ECLI:NL:GHAMS:2025:1465

Gerechtshof Amsterdam

Datum uitspraak
20 mei 2025
Publicatiedatum
5 juni 2025
Zaaknummer
23-000558-24
Instantie
Gerechtshof Amsterdam
Type
Uitspraak
Rechtsgebied
Strafrecht
Procedures
  • Hoger beroep
Vindplaatsen
  • Rechtspraak.nl
AI samenvatting door LexboostAutomatisch gegenereerd

Niet-ontvankelijkheid van het hoger beroep in strafzaak

In deze zaak heeft het gerechtshof Amsterdam op 20 mei 2025 uitspraak gedaan in hoger beroep tegen een vonnis van de politierechter in de rechtbank Noord-Holland, dat op 4 maart 2024 was gewezen. De verdachte had hoger beroep ingesteld tegen dit vonnis, maar het hof heeft geoordeeld dat de verdachte niet-ontvankelijk is in het ingestelde hoger beroep. Dit oordeel is gebaseerd op het feit dat er geen schriftelijke grieven zijn ingediend door of namens de verdachte, en er ook geen mondelinge bezwaren tegen het vonnis zijn opgegeven. Het hof heeft vastgesteld dat er geen rechtens te respecteren belang is dat zou rechtvaardigen dat de zaak verder wordt onderzocht. De beslissing om de verdachte niet-ontvankelijk te verklaren is genomen op basis van artikel 416, tweede lid, van het Wetboek van Strafvordering.

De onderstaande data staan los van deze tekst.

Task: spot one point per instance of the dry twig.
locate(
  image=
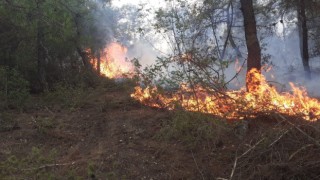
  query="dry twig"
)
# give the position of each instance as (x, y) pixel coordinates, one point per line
(245, 153)
(49, 165)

Het arrest is uitgesproken in een openbare terechtzitting, waarbij de meervoudige strafkamer van het gerechtshof Amsterdam aanwezig was, inclusief de griffier.

Uitspraak

afdeling strafrecht
parketnummer: 23-000558-24
datum uitspraak: 20 mei 2025
VERSTEK
Arrest van het gerechtshof Amsterdam gewezen op het hoger beroep, ingesteld tegen het vonnis van de politierechter in de rechtbank Noord-Holland van 4 maart 2024 in de strafzaak onder parketnummer 15-072681-24 tegen
[verdachte],
volgens de in het dossier opgenomen gegevens geboren te [geboorteplaats] ( [geboorteland] ) op [geboortedag] 1983,
adres: [adres] .

Onderzoek ter terechtzitting

Dit arrest is gewezen naar aanleiding van het onderzoek ter terechtzitting in hoger beroep van 20 mei 2025.
De verdachte heeft hoger beroep ingesteld tegen voormeld vonnis.
Het hof heeft kennisgenomen van de vordering van de advocaat-generaal, strekkende tot de niet-ontvankelijkverklaring van de verdachte in het hoger beroep.

Ontvankelijkheid van het door de verdachte ingestelde hoger beroep

Door of namens de verdachte is geen schriftuur houdende grieven ingediend. Evenmin zijn mondeling bezwaren tegen het vonnis opgegeven. Ook overigens is niet gebleken van enig rechtens te respecteren belang dat is gediend met enig onderzoek van de zaak. Om die reden wordt het door de verdachte ingestelde hoger beroep niet-ontvankelijk verklaard, gelet op het bepaalde in artikel 416, tweede lid, van het Wetboek van Strafvordering.

BESLISSING

Het hof:
Verklaart het door de verdachte ingestelde hoger beroep niet-ontvankelijk.
Dit arrest is gewezen door de meervoudige strafkamer van het gerechtshof Amsterdam, waarin zitting hadden mr. M.T.C. de Vries, mr. W.S. Ludwig en mr. D.A.C. Koster, in tegenwoordigheid van mr. A. Ivanov, griffier, en is uitgesproken op de openbare terechtzitting van dit gerechtshof van 20 mei 2025.